Producer prices in Euroland recorded a third straight big decline, falling 1.3% in December following -2.0% in November and -0.8% in October. The PPI slumped 10.9% at an annualized rate in the fourth quarter. On-year PPI inflation slowed from 9.2% in July to 1.8% in December. Energy PPI inflation decelerated from 25.0% to 2.1%, and the 12-month change of all other producer prices (especially for intermediate goods) dropped to 1.6% from 4.4%. It is getting harder for ECB officials to be dismissive of the danger of deflation. Trichet holds his monthly press conference at 13:30 GMT on Thursday.

German real retail sales failed to turn up in December as hoped but instead eased another 0.2%. Such fell 2.0% at an annualized rate in 4Q08 (and by 3.2% saar if autos are included).  Retail sales slid 0.3% between December 2007 and December 2008 and posted a 0.4% drop in 2008 after declining 2.3% in 2007.

Japanese wage earnings posted their largest 12-month drop (1.4%) in nearly 16 years in December, led by a 11.2% slide in overtime pay, most since the year to April 1993.

The BOJ’s decision to buy Japanese stocks was prompted by severe losses reported by some large banks.  BOJ Governor Shirakawa said slumping stock prices pose the greatest threat to the local financial system.

Spanish unemployment went up 200K last month, the greatest monthly advance since 1996. The REF Institute is predicting that Italian GDP will drop 2.5% this year and by 0.1% in 2010. German new car registrations fell 14% last month. Norway’s PMI remained at 40.8 in January, connoting continuing contraction.

More bad news came out of South Africa where new motor vehicle sales dived 35.4% in the year to January.
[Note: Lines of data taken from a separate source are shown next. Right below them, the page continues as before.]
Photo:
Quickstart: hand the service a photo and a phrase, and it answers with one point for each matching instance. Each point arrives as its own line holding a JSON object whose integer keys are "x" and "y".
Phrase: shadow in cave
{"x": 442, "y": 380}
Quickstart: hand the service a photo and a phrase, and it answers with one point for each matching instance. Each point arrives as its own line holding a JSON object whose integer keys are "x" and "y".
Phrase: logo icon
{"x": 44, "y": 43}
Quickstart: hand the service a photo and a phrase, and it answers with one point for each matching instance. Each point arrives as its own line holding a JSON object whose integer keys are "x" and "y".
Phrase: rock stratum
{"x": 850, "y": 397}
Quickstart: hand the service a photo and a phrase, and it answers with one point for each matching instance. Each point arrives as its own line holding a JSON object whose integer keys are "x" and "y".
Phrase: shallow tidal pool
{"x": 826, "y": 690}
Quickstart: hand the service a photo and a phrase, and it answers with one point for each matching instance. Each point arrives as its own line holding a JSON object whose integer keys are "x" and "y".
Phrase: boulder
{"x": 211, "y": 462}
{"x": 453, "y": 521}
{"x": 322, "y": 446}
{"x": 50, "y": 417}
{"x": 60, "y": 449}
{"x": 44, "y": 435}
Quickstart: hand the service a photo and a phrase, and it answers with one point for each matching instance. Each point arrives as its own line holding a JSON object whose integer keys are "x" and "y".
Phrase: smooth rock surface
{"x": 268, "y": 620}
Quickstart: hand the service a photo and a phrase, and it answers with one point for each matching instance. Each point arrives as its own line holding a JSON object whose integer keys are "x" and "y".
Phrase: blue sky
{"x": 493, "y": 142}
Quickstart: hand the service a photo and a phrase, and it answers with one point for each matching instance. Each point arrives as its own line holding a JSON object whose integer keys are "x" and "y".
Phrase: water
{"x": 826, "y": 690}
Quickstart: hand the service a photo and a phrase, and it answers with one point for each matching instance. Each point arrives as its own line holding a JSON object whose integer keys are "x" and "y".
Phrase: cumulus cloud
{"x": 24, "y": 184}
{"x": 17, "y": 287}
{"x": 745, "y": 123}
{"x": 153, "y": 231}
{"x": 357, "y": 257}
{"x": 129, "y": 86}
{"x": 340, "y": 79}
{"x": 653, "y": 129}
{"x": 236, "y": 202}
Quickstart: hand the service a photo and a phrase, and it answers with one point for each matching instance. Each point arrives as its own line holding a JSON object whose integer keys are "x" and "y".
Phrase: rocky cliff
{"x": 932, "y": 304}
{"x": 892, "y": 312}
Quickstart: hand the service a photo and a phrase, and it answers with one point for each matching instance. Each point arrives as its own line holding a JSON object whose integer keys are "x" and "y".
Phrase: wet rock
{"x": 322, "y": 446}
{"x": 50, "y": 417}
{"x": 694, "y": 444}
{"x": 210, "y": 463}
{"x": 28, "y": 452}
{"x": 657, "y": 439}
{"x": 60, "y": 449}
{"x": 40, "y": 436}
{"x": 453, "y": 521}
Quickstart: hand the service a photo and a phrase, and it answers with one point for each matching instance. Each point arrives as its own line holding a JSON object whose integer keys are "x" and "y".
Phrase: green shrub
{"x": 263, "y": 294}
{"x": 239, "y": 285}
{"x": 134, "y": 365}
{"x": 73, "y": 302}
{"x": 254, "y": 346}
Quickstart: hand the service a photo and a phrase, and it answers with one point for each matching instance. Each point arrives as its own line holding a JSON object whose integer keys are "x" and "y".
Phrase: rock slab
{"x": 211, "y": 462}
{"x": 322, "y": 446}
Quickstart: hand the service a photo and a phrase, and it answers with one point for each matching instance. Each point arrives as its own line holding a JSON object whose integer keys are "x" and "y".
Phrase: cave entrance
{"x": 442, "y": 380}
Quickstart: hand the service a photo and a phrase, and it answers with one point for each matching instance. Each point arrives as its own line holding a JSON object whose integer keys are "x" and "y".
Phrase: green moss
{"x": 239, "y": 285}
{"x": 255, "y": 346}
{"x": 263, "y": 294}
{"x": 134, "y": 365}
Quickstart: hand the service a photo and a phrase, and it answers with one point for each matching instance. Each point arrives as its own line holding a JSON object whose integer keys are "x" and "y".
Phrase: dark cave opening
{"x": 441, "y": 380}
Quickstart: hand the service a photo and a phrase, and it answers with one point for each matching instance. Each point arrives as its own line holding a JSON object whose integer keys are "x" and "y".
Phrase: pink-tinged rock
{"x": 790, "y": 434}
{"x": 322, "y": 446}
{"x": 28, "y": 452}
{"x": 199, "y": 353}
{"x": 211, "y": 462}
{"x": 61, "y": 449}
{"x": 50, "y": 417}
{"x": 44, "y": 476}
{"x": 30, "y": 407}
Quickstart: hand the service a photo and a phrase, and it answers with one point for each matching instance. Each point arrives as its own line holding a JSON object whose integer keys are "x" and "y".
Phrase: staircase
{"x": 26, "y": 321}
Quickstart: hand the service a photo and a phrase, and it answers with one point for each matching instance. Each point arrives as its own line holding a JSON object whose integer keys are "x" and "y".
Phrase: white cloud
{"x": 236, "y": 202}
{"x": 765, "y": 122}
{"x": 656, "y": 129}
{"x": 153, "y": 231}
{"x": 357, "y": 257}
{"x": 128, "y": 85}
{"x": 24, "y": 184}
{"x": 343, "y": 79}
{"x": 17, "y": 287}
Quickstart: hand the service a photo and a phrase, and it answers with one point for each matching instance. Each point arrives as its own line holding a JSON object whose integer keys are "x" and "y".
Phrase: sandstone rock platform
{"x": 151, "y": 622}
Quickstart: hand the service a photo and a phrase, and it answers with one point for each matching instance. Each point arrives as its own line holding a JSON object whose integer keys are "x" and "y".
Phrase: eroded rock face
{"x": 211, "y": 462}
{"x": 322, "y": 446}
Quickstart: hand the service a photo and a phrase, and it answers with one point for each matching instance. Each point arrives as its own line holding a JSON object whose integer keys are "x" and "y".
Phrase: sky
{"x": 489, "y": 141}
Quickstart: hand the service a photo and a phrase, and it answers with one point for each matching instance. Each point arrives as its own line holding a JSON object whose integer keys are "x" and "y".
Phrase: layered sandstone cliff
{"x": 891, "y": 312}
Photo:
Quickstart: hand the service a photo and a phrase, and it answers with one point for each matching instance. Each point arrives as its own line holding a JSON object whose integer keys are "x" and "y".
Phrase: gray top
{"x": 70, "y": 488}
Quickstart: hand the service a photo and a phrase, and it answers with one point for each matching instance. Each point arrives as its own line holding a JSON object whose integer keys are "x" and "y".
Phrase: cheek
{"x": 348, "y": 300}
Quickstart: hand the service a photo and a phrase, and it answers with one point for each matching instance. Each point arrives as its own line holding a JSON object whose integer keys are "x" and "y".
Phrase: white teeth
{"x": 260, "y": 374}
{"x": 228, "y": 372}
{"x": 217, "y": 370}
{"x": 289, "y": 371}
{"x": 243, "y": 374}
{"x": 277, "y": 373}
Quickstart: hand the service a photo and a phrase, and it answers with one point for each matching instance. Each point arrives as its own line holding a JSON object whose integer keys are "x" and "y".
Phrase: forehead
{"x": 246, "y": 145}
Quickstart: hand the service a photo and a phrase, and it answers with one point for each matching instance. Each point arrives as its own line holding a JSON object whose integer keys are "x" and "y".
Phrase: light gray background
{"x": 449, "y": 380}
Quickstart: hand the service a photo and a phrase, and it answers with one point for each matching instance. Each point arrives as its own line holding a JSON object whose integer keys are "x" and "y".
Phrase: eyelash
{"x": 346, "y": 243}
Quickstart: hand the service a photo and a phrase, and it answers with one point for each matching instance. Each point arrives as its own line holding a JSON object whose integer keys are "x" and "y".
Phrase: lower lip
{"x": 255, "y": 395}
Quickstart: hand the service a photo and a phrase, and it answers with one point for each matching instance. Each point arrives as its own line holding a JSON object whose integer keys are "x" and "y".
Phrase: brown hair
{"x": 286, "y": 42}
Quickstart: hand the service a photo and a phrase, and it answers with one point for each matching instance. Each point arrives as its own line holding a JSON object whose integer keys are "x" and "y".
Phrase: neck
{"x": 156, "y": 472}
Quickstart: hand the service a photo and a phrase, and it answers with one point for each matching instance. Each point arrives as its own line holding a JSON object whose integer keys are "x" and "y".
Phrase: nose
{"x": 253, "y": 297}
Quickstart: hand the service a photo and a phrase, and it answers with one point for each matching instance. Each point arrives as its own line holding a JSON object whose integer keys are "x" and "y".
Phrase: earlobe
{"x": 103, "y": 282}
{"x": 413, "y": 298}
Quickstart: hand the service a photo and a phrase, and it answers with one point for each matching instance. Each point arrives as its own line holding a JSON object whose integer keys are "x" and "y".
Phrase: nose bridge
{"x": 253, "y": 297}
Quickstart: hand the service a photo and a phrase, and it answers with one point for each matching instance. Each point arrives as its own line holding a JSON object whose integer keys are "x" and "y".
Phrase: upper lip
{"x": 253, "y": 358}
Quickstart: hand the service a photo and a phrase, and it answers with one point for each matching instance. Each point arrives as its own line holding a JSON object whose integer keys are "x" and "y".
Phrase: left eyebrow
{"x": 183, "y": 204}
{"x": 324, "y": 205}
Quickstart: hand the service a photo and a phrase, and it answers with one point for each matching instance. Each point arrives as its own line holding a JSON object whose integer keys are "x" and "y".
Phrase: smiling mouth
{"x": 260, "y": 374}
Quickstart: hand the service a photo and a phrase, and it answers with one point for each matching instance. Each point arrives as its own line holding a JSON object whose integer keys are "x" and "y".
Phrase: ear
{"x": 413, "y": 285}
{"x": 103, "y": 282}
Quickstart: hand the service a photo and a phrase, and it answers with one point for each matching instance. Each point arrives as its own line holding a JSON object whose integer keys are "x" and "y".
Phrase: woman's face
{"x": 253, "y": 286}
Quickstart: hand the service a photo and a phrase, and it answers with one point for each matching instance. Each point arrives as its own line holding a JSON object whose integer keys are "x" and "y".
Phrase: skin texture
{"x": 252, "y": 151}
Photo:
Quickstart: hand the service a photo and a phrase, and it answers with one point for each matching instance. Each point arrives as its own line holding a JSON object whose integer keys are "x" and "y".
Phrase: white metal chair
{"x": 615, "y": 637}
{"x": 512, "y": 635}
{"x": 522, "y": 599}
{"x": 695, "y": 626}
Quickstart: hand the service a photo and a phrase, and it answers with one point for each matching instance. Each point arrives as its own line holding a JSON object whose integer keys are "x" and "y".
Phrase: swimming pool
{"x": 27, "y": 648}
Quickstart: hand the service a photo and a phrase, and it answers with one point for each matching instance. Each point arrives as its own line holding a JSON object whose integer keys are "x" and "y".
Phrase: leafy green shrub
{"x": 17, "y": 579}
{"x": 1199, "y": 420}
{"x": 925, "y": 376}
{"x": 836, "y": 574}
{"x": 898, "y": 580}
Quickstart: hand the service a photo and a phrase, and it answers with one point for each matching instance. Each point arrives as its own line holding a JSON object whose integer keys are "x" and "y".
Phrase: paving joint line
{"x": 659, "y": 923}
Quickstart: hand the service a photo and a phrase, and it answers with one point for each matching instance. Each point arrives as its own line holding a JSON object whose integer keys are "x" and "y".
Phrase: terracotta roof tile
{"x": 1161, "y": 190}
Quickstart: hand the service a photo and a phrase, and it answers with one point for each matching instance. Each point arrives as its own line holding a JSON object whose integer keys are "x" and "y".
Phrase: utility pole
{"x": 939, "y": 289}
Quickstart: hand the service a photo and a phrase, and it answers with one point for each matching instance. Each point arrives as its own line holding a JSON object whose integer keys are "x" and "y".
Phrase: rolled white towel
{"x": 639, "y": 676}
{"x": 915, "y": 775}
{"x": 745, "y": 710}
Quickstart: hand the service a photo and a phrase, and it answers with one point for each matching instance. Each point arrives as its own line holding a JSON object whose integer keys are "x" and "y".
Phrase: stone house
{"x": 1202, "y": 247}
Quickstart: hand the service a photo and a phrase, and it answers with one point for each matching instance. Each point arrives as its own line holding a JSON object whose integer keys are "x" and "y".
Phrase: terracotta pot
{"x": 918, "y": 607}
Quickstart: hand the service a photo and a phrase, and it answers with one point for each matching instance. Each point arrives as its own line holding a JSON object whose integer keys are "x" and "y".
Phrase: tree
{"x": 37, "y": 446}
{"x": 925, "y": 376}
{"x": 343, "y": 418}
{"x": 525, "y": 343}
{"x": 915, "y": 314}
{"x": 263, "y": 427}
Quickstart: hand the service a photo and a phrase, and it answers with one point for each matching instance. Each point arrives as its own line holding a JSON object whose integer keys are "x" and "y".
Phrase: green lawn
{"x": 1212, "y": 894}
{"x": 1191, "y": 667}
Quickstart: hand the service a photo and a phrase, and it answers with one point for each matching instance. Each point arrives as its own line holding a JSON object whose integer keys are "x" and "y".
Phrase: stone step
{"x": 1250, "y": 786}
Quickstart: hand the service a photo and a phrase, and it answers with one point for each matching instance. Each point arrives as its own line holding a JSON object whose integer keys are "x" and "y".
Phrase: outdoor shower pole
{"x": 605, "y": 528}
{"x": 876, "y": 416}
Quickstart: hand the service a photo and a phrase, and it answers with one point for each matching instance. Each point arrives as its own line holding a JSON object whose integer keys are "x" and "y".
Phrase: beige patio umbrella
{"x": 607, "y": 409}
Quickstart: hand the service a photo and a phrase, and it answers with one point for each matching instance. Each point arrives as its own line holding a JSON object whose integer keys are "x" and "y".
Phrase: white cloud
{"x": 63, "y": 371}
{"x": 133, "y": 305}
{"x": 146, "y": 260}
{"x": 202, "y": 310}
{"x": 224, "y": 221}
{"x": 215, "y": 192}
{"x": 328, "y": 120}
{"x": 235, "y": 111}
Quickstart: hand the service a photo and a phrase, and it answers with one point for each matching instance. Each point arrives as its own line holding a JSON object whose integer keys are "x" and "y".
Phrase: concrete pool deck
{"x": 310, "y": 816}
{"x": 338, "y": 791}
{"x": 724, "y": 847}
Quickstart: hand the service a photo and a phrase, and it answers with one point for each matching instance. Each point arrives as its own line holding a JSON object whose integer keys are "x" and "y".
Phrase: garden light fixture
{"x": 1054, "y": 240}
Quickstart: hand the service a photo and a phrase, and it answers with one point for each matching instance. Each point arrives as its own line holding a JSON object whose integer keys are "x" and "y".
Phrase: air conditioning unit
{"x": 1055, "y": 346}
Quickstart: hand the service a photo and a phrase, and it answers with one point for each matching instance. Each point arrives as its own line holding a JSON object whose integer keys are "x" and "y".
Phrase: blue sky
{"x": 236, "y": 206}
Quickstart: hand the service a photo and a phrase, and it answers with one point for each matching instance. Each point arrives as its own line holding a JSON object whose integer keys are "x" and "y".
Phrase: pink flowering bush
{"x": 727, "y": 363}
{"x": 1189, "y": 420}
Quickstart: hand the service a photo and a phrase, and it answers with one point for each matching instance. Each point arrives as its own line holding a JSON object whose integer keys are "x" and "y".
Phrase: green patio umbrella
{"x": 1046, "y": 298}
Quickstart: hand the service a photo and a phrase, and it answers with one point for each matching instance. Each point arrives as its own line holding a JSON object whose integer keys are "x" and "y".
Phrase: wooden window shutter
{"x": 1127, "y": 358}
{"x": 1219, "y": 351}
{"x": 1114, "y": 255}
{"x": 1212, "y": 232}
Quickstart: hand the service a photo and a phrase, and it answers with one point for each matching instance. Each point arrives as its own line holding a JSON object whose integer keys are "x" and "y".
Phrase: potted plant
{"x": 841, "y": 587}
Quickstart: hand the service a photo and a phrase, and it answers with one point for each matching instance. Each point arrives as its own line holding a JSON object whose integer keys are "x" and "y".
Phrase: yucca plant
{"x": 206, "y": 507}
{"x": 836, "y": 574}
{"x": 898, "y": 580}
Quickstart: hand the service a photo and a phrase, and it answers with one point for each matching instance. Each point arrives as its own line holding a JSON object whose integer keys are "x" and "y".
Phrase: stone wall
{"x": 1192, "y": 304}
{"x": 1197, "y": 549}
The South African central bank is expected to cut its benchmark rate later this week more sharply than its first easing move of 50 basis points to 11.5% on December 11th.

Japan’s monetary base accelerated to a 12-month rise of 3.9% in January from 1.8% in December and 0.1% in full 2008. Following a rate cut to 0.1% in December, bank current balances with the BOJ recorded a 41.8% on-year jump in January versus a 14.7% rise in the year to December.

China’s government allocated $19 billion to be spent in the second chunk of its 4 trillion yuan stimulus.

Russian GDP slowed to a six-year low of 5.6% in 2008 from 8.1% in 2007. Russia is now in recession.

The hope in the U.S. is that a stimulus of around $900 billion might be ready for signing at the end of the week. U.S. data scheduled today include chain store sales, pending home sales, and domestic auto sales.